Phantoms  A phantom is an imaginary person we create – an ideal person.  Not a real person.

SELF – Sometimes we try to live up to a phantom we have created for ourselves – usually a conglomeration of many or all the positive qualities of major influencers in our lives. 

Or we may pattern ourselves after a famous person.  There is one living phantom today - Martha Stewart.  I came across a letter Martha wrote to Erma Bombeck I thought you would want to hear. 

Hi Erma,

This perfectly delightful note is being sent on paper I made myself to tell you what I have been up to.  Since it snowed last night, I got up early and made a sled with old barn wood and a glue gun.  I hand-painted it in gold leaf, got out my loom and made a blanket in peaches and mauves.  Then to make the sled complete, I made a white horse to pull it from DNA that I just had sitting around in my craft room.  By then, it was time to start making the place mats and napkins for my 20 breakfast guests.  I’m serving the old standard Stewart twelve-course breakfast, but I’ll let you in one a little secret:  I didn’t have time to make the tables and chairs this morning, so I used the ones I had on hand.

Before I moved the table into the dining room, I decided to add just a touch of the holidays.  So I repainted the room in pinks and stenciled gold stars on the ceiling.  Then, when the homemade bread was rising, I took antique candle molds and made the dishes (exactly the same shade of pink) to use for breakfast.   These were made from Hungarian clay, which you can get in almost any Hungarian craft store.
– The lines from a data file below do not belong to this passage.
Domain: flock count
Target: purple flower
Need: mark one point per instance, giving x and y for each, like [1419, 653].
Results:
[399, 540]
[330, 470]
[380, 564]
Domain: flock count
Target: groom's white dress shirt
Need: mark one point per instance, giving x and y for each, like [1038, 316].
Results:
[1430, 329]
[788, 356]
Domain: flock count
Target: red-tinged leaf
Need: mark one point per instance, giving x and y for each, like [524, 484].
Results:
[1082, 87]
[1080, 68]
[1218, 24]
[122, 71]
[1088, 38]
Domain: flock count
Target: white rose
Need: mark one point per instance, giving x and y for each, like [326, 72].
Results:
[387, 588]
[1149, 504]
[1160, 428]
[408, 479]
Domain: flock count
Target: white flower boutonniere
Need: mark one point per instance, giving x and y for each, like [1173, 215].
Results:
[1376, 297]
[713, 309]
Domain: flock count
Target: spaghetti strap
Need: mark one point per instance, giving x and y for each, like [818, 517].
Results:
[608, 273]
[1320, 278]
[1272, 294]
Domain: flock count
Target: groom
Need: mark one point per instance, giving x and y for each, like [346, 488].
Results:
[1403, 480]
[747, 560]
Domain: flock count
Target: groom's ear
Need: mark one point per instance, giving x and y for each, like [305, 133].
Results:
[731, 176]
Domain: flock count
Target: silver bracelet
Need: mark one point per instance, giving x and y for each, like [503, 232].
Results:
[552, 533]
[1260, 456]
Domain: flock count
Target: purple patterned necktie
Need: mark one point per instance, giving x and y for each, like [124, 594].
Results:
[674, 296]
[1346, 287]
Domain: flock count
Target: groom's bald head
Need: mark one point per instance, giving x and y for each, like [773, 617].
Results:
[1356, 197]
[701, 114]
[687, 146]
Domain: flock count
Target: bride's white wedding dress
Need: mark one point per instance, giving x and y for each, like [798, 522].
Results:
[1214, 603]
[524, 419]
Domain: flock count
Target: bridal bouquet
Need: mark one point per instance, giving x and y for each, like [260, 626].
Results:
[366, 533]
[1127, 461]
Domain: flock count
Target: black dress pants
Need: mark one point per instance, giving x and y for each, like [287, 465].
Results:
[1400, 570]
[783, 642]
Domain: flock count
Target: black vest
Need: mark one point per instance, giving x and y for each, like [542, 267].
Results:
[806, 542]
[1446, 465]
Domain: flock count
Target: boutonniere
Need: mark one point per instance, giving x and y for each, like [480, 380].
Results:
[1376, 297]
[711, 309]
Well, I must run.  I need to finish the buttonholes on the dress I’m wearing for breakfast. 

I’ll get out the sled and drive this note to the post office as soon as the glue dries on the envelope I’ll be making.  Hope my breakfast guests don’t stay too long – have 40,000 cranberries to string with bay leaves before my speaking engagement at noon.  It’s a good thing.

Love, Martha Stewart

P.S.  When I made the ribbon for this typewriter, I used 1/8 inch gold gauze.  I soaked the gauze in a mixture of white grapes and blackberries, which I grew, picked and crushed last week just for fun.

 

Here’s Erma’s response:

Dear Martha,

I’m writing this on the back of an old shopping list, pay no attention to the coffee and jelly stains.

I’m 20 minutes late getting my daughter up for school, packing lunch with one hand, on the phone with the dog pound, seems old Russ needs bailing out again.
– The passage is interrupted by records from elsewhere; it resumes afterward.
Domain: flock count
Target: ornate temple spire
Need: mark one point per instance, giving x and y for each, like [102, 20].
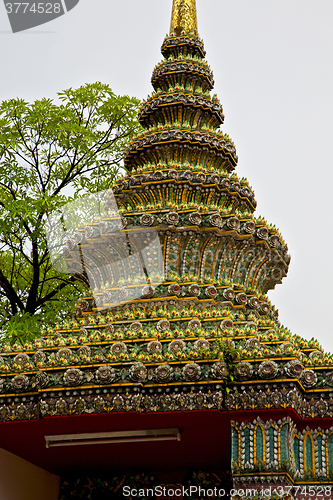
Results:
[184, 17]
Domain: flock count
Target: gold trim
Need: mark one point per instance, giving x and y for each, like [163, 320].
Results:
[184, 17]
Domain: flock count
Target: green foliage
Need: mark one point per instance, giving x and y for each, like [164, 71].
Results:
[51, 154]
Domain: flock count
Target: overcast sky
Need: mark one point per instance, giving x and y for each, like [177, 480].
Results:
[273, 67]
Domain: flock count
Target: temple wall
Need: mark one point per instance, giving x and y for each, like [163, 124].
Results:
[21, 480]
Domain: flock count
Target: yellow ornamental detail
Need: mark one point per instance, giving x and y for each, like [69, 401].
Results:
[184, 17]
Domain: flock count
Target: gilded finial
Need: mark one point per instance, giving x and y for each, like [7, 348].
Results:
[184, 17]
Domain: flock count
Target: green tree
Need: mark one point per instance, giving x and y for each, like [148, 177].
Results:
[48, 152]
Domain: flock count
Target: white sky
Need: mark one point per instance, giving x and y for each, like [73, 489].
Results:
[273, 67]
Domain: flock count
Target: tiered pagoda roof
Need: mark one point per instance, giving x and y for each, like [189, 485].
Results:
[200, 333]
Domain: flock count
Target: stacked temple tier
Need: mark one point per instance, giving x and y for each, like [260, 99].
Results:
[177, 317]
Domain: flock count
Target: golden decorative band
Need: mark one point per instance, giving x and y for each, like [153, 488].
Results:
[184, 17]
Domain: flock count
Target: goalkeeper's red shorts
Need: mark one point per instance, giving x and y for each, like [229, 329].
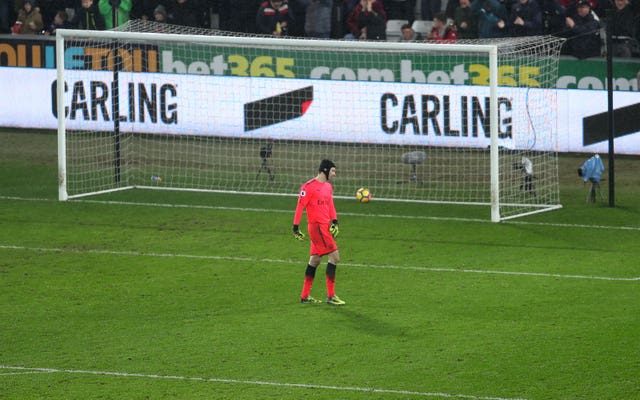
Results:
[322, 242]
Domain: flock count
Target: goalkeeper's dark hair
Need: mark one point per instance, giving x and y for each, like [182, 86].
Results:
[325, 167]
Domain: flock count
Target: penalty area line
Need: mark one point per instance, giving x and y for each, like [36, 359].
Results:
[254, 383]
[276, 261]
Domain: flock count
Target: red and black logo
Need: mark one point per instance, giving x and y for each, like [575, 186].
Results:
[595, 128]
[278, 108]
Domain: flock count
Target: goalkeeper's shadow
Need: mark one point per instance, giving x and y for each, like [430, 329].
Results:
[363, 322]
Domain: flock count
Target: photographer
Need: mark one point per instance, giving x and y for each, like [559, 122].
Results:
[117, 10]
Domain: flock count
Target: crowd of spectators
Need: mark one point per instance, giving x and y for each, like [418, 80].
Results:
[580, 21]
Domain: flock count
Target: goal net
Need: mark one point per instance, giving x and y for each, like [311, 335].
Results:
[156, 106]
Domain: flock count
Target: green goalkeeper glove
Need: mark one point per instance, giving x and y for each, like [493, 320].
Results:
[333, 229]
[297, 234]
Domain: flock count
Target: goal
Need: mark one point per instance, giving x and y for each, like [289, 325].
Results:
[154, 106]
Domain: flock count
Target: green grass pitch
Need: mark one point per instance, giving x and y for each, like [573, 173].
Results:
[163, 295]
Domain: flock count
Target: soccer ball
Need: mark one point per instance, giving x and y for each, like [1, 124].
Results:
[363, 195]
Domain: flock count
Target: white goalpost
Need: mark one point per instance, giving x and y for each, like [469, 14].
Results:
[158, 107]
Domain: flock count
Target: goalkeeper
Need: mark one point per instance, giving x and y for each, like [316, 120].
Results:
[316, 196]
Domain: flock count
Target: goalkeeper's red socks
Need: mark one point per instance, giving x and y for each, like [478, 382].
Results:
[331, 279]
[309, 276]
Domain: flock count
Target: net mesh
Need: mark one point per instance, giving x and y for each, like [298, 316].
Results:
[257, 116]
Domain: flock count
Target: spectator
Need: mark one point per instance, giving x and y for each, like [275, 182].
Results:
[4, 16]
[160, 14]
[491, 15]
[343, 12]
[526, 18]
[450, 8]
[553, 16]
[48, 10]
[409, 35]
[143, 9]
[117, 10]
[29, 20]
[274, 18]
[429, 8]
[183, 12]
[88, 17]
[584, 32]
[238, 15]
[466, 22]
[442, 31]
[60, 20]
[400, 9]
[368, 21]
[318, 19]
[622, 29]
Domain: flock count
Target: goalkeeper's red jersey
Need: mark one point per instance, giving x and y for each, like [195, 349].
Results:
[317, 198]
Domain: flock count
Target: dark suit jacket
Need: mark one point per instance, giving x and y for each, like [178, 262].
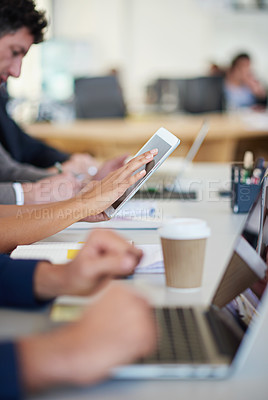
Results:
[16, 290]
[24, 148]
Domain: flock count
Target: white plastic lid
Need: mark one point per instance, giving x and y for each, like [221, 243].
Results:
[185, 229]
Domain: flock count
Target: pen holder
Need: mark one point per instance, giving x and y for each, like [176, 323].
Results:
[243, 193]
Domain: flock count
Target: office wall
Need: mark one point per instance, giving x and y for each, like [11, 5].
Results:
[145, 39]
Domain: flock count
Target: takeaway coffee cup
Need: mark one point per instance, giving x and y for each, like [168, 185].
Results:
[183, 243]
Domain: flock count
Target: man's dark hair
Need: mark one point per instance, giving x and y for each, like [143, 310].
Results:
[17, 14]
[239, 57]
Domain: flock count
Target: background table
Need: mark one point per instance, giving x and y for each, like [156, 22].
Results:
[228, 137]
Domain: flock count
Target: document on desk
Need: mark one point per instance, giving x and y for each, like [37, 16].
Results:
[136, 214]
[59, 253]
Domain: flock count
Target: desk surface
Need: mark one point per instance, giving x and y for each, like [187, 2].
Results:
[225, 227]
[106, 138]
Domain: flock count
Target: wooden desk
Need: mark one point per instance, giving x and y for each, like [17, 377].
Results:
[107, 138]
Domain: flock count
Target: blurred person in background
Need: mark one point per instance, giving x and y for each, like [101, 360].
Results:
[242, 88]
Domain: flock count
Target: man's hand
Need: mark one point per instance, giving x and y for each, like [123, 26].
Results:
[117, 329]
[95, 197]
[104, 256]
[54, 188]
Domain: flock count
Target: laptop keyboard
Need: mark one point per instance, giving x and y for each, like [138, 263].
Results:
[179, 339]
[164, 187]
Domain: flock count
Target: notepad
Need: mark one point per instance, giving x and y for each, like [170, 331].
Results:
[59, 253]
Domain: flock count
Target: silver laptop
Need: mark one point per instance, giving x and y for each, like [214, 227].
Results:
[163, 185]
[201, 343]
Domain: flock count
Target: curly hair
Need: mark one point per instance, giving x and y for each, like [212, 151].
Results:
[17, 14]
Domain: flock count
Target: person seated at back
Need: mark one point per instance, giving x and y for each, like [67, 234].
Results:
[242, 88]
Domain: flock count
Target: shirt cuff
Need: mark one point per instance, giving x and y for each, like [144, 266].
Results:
[17, 284]
[18, 193]
[10, 385]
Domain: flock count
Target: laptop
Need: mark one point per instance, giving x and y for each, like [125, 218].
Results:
[167, 186]
[210, 342]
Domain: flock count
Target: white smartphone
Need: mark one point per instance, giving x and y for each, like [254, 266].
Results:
[166, 143]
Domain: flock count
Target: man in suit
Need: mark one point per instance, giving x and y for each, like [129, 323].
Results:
[32, 159]
[91, 346]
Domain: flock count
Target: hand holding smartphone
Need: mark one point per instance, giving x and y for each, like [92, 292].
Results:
[166, 143]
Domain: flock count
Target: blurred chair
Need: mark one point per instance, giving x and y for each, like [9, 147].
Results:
[194, 95]
[99, 97]
[201, 94]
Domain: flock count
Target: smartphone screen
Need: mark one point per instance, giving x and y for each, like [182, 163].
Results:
[156, 143]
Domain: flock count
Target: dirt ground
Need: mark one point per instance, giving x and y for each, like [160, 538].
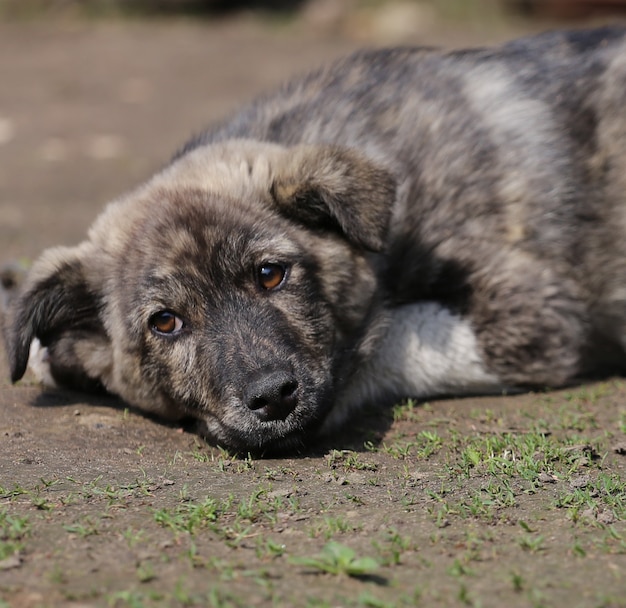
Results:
[511, 501]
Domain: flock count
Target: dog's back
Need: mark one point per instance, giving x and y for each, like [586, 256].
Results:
[511, 168]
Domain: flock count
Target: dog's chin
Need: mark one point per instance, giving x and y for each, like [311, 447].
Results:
[247, 434]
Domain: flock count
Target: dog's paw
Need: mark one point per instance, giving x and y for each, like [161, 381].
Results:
[39, 363]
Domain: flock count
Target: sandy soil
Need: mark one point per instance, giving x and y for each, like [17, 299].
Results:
[511, 501]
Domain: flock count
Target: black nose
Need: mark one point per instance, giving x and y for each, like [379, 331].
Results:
[272, 395]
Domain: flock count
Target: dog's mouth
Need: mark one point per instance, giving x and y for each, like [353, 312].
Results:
[272, 429]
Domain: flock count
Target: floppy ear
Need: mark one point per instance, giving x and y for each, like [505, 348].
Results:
[56, 306]
[331, 186]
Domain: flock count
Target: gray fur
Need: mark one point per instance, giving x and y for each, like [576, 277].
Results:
[448, 222]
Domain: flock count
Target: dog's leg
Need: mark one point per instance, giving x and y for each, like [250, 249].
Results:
[425, 350]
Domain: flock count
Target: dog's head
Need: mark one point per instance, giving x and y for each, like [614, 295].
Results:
[225, 288]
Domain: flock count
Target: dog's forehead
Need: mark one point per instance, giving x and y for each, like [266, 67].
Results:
[212, 190]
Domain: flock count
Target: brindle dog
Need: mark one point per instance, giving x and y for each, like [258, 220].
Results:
[404, 222]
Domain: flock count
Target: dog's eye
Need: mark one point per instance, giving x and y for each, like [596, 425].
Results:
[271, 275]
[166, 322]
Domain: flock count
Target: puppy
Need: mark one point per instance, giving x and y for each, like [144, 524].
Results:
[402, 223]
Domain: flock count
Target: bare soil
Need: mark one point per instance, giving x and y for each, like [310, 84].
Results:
[501, 501]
Burnt my arm on the curling iron when I was trying to make those cute curly fries.  How DO they do that?

Still can’t find the scissors to cut out some snowflakes, tried using an old disposable razor … trashed the tablecloth. 
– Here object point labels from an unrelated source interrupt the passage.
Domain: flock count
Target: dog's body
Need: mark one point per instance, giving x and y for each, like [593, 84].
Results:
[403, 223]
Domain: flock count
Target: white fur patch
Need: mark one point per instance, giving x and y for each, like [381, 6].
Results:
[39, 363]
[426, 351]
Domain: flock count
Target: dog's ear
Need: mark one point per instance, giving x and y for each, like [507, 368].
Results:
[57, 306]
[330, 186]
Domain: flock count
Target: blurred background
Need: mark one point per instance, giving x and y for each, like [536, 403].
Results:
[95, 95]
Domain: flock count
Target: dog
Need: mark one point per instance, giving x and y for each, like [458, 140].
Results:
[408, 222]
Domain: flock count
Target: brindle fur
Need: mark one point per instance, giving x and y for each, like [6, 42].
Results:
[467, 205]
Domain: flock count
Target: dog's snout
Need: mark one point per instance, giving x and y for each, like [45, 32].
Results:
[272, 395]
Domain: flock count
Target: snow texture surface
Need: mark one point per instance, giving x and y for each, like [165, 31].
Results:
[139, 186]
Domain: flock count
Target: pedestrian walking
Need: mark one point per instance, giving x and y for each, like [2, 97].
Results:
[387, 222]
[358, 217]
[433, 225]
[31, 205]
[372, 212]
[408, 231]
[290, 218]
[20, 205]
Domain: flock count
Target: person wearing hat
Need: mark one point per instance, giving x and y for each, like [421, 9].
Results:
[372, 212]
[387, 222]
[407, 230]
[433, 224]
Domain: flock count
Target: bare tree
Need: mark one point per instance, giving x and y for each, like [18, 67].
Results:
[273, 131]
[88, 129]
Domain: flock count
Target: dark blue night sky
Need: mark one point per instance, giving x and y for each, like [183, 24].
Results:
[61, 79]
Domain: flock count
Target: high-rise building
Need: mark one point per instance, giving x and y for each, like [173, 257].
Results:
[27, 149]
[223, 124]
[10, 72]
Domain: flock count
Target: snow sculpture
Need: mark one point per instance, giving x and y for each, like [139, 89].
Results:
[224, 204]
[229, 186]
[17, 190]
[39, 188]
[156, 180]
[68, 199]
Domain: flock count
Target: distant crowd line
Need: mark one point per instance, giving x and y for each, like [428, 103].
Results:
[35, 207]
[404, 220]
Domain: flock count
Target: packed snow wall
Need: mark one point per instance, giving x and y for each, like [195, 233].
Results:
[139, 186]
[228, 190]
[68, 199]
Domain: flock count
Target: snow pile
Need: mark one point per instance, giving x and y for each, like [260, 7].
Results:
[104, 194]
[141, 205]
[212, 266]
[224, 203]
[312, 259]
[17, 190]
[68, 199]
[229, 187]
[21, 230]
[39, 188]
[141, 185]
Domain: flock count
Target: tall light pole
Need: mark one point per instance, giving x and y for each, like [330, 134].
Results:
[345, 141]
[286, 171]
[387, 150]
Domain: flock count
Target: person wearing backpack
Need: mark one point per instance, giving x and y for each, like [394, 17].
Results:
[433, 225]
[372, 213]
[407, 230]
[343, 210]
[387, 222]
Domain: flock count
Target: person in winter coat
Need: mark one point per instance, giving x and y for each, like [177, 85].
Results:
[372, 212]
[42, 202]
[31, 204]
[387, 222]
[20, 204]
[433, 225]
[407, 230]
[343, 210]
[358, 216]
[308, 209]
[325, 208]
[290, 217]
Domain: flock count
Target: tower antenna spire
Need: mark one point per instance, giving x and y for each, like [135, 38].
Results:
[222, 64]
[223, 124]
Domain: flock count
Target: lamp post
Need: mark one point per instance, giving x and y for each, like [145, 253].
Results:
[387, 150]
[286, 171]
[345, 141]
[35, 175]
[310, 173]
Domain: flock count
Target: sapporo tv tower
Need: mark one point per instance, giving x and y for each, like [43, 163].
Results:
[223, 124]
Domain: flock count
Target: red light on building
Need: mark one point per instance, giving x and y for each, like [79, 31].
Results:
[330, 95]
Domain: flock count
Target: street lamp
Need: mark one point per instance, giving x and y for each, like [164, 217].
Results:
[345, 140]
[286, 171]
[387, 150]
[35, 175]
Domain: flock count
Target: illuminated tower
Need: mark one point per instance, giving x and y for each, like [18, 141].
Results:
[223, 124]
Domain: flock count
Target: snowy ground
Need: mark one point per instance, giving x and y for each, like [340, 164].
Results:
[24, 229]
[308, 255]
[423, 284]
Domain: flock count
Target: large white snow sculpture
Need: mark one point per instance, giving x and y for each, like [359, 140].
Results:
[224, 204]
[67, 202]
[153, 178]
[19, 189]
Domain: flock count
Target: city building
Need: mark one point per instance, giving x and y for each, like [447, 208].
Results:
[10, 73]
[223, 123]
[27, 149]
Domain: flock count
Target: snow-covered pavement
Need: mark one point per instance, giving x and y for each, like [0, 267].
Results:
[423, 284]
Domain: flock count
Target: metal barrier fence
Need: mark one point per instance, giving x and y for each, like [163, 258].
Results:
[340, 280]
Oh, don’t use Fruity Pebbles as a substitute in that Rice Krispie snowball recipe, unless you happen to like a disgusting shade that resembles puke!

The smoke alarm is going off, talk to ya later.
Love, Erma

Another phantom we might create is one for our spouse – our idea of the perfect husband or the perfect wife ….

We may even have a phantom marriage relationship.  I received some very good advice from my boss when I was engaged.  He said read plenty of books on marriage, but don’t fall into the trap of thinking your marriage has to be like those in the books.  Allow God to build your marriage the way He wants to build it.